Jumat, 07 Mei 2010

MINUMAN KERAS

Oleh Ir. H. Muhammad Umar Alkatiri
Status hukum miras (minuman keras) sebagai barang haram dan merugikan, sudah banyak kita ketahui secara pasti. Begitu pula dengan posisi miras sebagai "ummul khaba'its" (induk segala keburukan) sudah banyak kita pahami. Allah menempatkan miras satu kelompok dengan berjudi, syirik, dan perbuatan keji lainnya, yang harus dijauhi (Al-Maidah:90). Bahkan, sebagaimana hadits riwayat Ahmad, dikatakan bahwa "Peminum khamar, jika ia mati, kedudukannya sama dengan orang yang menyembah berhala."
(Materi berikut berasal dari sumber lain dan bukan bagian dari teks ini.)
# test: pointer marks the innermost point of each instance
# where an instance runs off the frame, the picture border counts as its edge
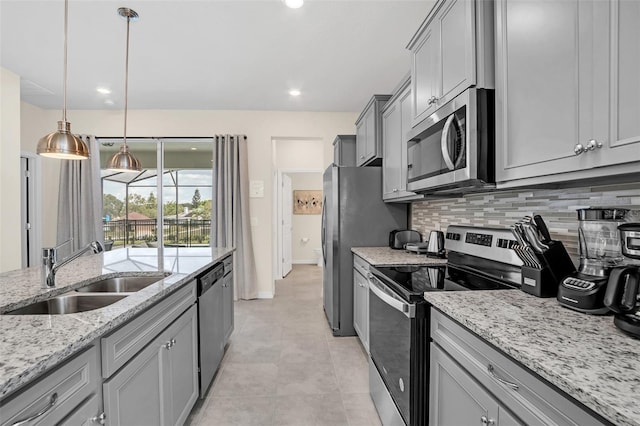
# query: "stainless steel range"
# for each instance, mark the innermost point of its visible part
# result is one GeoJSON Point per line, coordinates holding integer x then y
{"type": "Point", "coordinates": [478, 259]}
Yang belum banyak disinggung dalam kaitan dengan miras adalah posisi dan nasib kita di tengah-tengah tata niaga dan produksi minuman haram itu. Industri miras tentu saja melibatkan kita, anak-anak kita, saudara-saudara kita, yang beragama Islam.
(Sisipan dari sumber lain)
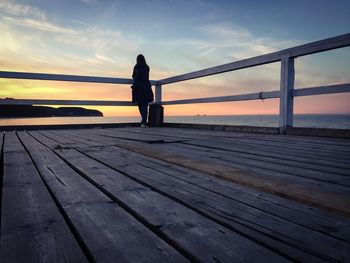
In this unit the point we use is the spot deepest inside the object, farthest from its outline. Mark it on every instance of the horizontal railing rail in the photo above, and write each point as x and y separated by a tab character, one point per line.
65	102
70	78
302	50
286	92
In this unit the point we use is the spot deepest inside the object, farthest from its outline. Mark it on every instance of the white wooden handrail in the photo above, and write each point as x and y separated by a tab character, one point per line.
286	92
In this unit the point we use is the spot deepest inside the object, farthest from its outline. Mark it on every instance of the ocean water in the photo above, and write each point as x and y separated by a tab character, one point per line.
307	120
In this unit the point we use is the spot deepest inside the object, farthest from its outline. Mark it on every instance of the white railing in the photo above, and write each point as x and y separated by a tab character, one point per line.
286	91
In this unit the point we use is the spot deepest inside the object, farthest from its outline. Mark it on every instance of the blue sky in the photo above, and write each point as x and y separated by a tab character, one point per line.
103	37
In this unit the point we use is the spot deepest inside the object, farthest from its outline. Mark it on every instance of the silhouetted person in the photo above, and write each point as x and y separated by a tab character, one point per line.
142	92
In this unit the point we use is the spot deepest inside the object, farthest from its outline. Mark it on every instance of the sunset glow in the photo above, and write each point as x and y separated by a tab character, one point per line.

Sebuah pabrik bir (miras) saja telah mempekerjakan ratusan karyawan yang sebagian besar beragama Islam. Begitu pula dengan jaringan penjualan dan distribusinya, telah melibatkan ratusan orang yang sebagian besar beragama Islam.
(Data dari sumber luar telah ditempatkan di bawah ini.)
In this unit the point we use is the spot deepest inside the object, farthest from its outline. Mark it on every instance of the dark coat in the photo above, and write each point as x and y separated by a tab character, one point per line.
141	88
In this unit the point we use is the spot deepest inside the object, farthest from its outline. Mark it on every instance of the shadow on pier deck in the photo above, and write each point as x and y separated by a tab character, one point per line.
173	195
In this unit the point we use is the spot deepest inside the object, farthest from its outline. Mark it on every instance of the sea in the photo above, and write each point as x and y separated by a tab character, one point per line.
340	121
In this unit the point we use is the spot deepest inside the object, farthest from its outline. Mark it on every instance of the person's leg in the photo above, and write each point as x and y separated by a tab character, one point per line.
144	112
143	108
Dalam kegiatan ekspor-impor miras ini pun melibatkan banyak orang, dan sebagian besar beragama Islam. Mulai dari pihak swasta maupun pihak berwenang (pegawai pemerintah).

Ulama dan mubaligh seperti menghindar dari topik ini. Padahal kewajiban kita semualah untuk menyampaikan kepada masyarakat, anak-anak kita, saudara-saudara kita, tentang diharamkannya keterlibatan kita di dalam industri miras.

Selama ini masyarakat kita cuma memahami, bahwa miras memang haram, dan berdosa bila meminumnya. Sebagian besar dari kita sering kali tidak menyadari, bahwa menjadi bagian dari industri miras, meski tidak berstatus sebagai peminum, tetap merupakan perbuatan yang dilaknat Allah.

Hadits riwayat Ibnu Abbas, menerangkan bahwa Rasulullah bersabda: "Aku telah dikunjungi oleh malaikat Jibril dan ia mengatakan, 'Hai Muhammad, Allah telah melaknati khamar, yang membuat, yang memeras, peminum, pembawa, penjual, pembeli, dan yang menghidangkannya'…"

Berdasarkan hadits itu, berarti anak-anak kita, saudara-saudara kita yang bekerja di pabrik bir, meski hanya sebagai tenaga administrasi, dan tidak berhubungan langsung dengan produksi, tetap merupakan perbuatan yang dilaknat Allah, karena mereka berada dalam lingkaran tolong-menolong pada industri miras itu.

Demikian pula dengan anak-anak kita, saudara-saudara kita yang bekerja untuk sebuah hotel, restauran, dan supermarket, mereka pun berada pada posisi yang rawan. Tugas kita semualah untuk memberikan pengetahuan kepada mereka, sehingga mereka menyadari keberadaannya. Tugas kita semualah menuntut pemerintah agar menghapuskan eksistensi industri miras, mulai dari produksi, penyaluran, dan segala bentuk tata niaga lainnya. Bila tidak, maka kita semua akan mendapat laknat Allah.

Menuntut pemerintah agar negara Republik Indonesia ini dijadikan kawasan yang bebas miras, merupakan suatu tuntutan yang wajar. Karena sesungguhnya miras tidak saja bertentangan dengan ajaran Islam, tetapi bertentangan juga dengan semua ajaran agama.

Bagi masyarakat awam yang tidak punya daya untuk menuntut pemerintah agar eksistensi industri miras dilenyapkan dari bumi Indonesia, masih ada cara lain yang bisa dilakukan, yaitu janganlah kita melakukan transaksi (berjual-beli) di tempat-tempat yang menjual miras seperti restoran, rumah makan, warung, dan supermarket. Sebisa mungkin hindarilah tempat-tempat itu, dan berusahalah mencari tempat lain sebagai alternatif terbaik. Sehingga kita terhindar dari laknat Allah.